No lançamento do evento – organizado pelo Instituto Sebastião Tapajós com o Ministério Público do Pará, em parceria com o projeto Luz e Ação da Amazônia, da Universidade Federal do Oeste do Pará (Ufopa), Coletivo de Mulheres Indígenas As Karuana e Instituto Cabana Tapajós – 100 livros serão distribuídos. Além da versão digital a ser disponibilizada em julho, a intenção é produzir mais exemplares a serem distribuídos gratuitamente.
Vocabulário técnico
Uma das parceiras do glossário, a jornalista e estudante de Engenharia da Ufopa, Patrícia Kalil, disse que os povos da floresta precisam se apropriar de vocabulário técnico usado nesses grandes encontros, como a 30ª Conferência das Partes da Convenção-Quadro das Nações Unidas sobre Mudança do Clima (COP30) na Amazônia, para não serem enganados e garantir espaço de participação e direito a voz, pois está havendo uma captura corporativa desses espaços de tomadas de decisão. A COP30 está marcada para novembro de 2025, em Belém.
“Trabalhamos para esclarecer toda essa terminologia técnica e superespecializada usada em mesas de negociações internacionais, COPs e relatórios corporativos. Como vamos discutir sem entender? Como vamos questionar os planos Net Zero sem entender que é uma trapaça maquiada de verde? Se o compromisso é de redução de emissões, queremos reduções reais, nada de compensações mentirosas e que não englobam toda a cadeia de produção e consumo”, afirmou a jornalista à Agência Brasil.
O glossário também destaca que, atualmente, as negociações climáticas têm se centrado mais em reduzir o problema das emissões do que em questionar sua causa, centrada no modelo de desenvolvimento calcado no uso de combustíveis fósseis, no extrativismo predatório e na desigualdade.

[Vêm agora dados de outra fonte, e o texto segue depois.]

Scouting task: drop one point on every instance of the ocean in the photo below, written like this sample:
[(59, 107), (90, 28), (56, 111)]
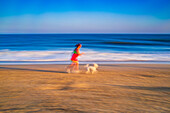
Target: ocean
[(101, 48)]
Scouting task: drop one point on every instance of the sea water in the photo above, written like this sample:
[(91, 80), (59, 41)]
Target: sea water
[(101, 48)]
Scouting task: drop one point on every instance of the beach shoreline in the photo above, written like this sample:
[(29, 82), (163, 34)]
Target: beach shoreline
[(47, 88)]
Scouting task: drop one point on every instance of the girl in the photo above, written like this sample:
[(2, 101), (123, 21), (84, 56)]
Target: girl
[(74, 59)]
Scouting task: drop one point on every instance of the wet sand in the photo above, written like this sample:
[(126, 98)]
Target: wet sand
[(132, 88)]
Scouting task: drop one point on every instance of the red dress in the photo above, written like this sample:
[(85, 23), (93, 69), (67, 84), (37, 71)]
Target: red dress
[(75, 55)]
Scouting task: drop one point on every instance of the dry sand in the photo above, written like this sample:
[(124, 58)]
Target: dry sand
[(133, 88)]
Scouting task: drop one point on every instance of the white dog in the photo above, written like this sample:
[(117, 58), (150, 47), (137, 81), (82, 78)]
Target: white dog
[(91, 69)]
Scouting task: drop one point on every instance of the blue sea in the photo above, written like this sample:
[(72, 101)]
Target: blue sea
[(101, 48)]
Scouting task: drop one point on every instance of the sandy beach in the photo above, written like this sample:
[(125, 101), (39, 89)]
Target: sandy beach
[(128, 88)]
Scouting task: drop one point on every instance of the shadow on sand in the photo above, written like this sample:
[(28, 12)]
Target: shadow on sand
[(32, 70)]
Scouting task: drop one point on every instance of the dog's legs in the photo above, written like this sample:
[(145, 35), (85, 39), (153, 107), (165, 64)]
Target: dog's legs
[(88, 70)]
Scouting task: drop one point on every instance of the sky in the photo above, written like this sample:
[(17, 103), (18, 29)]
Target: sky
[(84, 16)]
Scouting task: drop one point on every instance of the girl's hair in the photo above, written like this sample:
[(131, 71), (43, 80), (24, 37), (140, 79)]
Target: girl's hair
[(77, 45)]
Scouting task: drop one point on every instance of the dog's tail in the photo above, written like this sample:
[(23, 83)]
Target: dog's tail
[(95, 65)]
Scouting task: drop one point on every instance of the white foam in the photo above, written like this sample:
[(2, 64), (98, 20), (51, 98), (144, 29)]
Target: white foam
[(90, 55)]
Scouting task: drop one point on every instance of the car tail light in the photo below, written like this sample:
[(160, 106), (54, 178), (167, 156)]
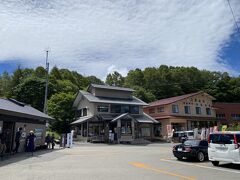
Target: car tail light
[(235, 142), (187, 149)]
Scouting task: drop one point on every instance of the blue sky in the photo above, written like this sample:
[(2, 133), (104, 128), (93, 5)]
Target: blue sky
[(96, 37)]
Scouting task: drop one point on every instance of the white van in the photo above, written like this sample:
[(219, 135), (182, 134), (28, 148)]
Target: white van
[(224, 146)]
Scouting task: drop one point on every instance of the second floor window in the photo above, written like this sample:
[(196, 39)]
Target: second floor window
[(160, 109), (208, 111), (103, 108), (187, 109), (198, 110), (151, 110), (115, 108), (236, 116), (84, 112), (220, 116), (134, 109), (175, 109)]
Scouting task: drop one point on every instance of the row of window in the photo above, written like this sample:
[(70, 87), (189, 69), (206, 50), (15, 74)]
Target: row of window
[(187, 110), (115, 108), (222, 116), (175, 109), (81, 112)]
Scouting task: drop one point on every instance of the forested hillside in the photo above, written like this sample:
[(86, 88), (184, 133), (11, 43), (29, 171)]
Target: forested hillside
[(28, 85)]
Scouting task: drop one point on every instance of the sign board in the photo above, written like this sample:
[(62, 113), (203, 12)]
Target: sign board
[(169, 130), (224, 127)]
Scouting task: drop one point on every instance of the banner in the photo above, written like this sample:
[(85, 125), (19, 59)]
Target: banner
[(169, 130), (224, 127)]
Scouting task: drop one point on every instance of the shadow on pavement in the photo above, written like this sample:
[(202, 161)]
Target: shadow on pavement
[(230, 166), (9, 159)]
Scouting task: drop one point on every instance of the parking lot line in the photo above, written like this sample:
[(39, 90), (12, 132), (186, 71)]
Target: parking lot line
[(148, 167), (201, 166)]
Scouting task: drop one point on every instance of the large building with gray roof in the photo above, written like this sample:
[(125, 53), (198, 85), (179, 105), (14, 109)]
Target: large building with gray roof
[(109, 113), (15, 114)]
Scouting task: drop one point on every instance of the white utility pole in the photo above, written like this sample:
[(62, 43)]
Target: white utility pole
[(46, 87)]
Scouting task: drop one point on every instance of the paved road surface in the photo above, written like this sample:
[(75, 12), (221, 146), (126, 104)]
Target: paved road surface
[(109, 162)]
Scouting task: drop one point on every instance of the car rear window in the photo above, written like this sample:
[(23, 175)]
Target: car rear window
[(191, 143), (222, 138), (190, 133), (238, 138)]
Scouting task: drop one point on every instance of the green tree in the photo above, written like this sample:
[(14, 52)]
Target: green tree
[(60, 108), (115, 79), (32, 91)]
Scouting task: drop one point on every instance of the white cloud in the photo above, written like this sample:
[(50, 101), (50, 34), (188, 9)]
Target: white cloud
[(97, 36)]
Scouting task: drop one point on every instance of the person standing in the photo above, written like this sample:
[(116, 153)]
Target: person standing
[(53, 141), (17, 139), (48, 141), (31, 142)]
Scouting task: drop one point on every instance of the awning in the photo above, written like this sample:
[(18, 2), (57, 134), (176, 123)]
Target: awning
[(119, 117), (145, 119), (81, 120)]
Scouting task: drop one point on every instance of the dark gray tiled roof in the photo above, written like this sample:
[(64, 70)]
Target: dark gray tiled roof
[(81, 120), (92, 98), (15, 108), (110, 87)]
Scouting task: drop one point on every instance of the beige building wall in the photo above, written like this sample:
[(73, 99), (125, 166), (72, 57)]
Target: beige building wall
[(112, 93), (27, 127), (84, 103), (203, 101)]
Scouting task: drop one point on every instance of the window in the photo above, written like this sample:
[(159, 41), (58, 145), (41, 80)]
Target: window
[(125, 109), (79, 113), (160, 109), (134, 109), (103, 108), (145, 131), (222, 138), (84, 111), (126, 127), (187, 109), (208, 111), (198, 110), (115, 108), (175, 109), (203, 143), (220, 116), (236, 116), (151, 110)]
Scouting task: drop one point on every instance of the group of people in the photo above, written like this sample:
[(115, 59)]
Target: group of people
[(29, 144), (50, 140), (30, 141)]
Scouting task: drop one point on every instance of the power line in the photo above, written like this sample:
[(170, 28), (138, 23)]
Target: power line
[(234, 18)]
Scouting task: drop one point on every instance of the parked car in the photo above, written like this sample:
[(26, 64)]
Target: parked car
[(181, 136), (192, 149), (224, 146)]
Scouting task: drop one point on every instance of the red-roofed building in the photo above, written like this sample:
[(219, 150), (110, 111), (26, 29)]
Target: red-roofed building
[(184, 112), (227, 113)]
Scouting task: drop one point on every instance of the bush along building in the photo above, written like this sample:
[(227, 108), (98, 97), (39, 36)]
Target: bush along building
[(15, 114), (228, 114), (184, 112), (111, 114)]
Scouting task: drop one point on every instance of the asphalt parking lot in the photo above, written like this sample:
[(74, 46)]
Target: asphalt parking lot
[(101, 161)]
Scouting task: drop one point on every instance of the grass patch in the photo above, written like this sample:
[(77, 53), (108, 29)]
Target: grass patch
[(56, 135)]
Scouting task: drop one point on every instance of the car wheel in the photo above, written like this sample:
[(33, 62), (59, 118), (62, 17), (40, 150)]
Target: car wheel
[(215, 163), (200, 156), (179, 158)]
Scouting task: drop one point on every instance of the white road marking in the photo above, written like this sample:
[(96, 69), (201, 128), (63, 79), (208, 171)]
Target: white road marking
[(197, 165)]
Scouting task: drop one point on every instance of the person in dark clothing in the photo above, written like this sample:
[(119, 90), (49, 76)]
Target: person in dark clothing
[(53, 141), (31, 142), (17, 140), (48, 140)]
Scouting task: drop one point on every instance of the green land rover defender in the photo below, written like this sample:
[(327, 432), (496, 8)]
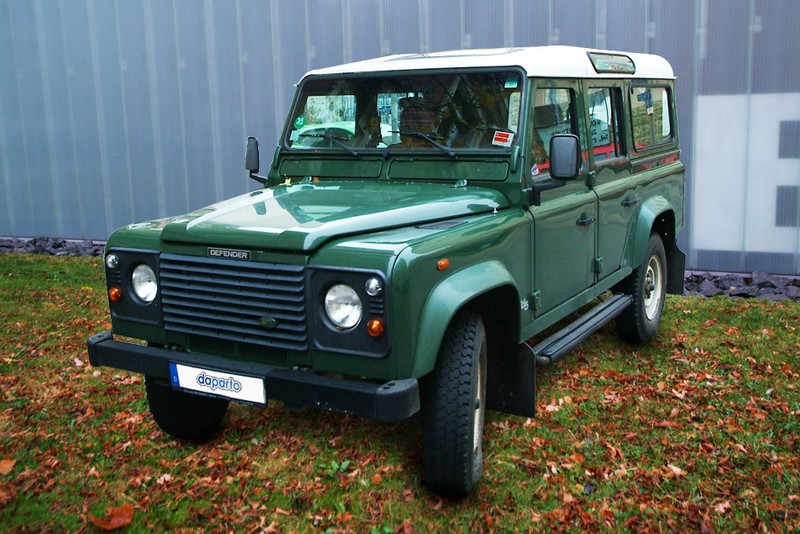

O documento diz, ainda, que muitas vezes essa linguagem facilita os grandes poluidores que não assumem suas responsabilidades e até geram falsas soluções para uma questão extremamente complexa. “Precisamos entender como os grandes poluidores manipulam as notícias, fazem lobby e infiltram seus interesses no governo, em organismos internacionais e na academia”, sintetizou Patrícia.
Segundo as organizações, esse jargão esconde a dimensão da crise climática e apresenta “falsas soluções” para o problema. Um dos termos apresentados no glossário para justificar o posicionamento é o de “neutralidade de carbono” cujo uso tem sido cada vez mais frequente nos debates ambientais.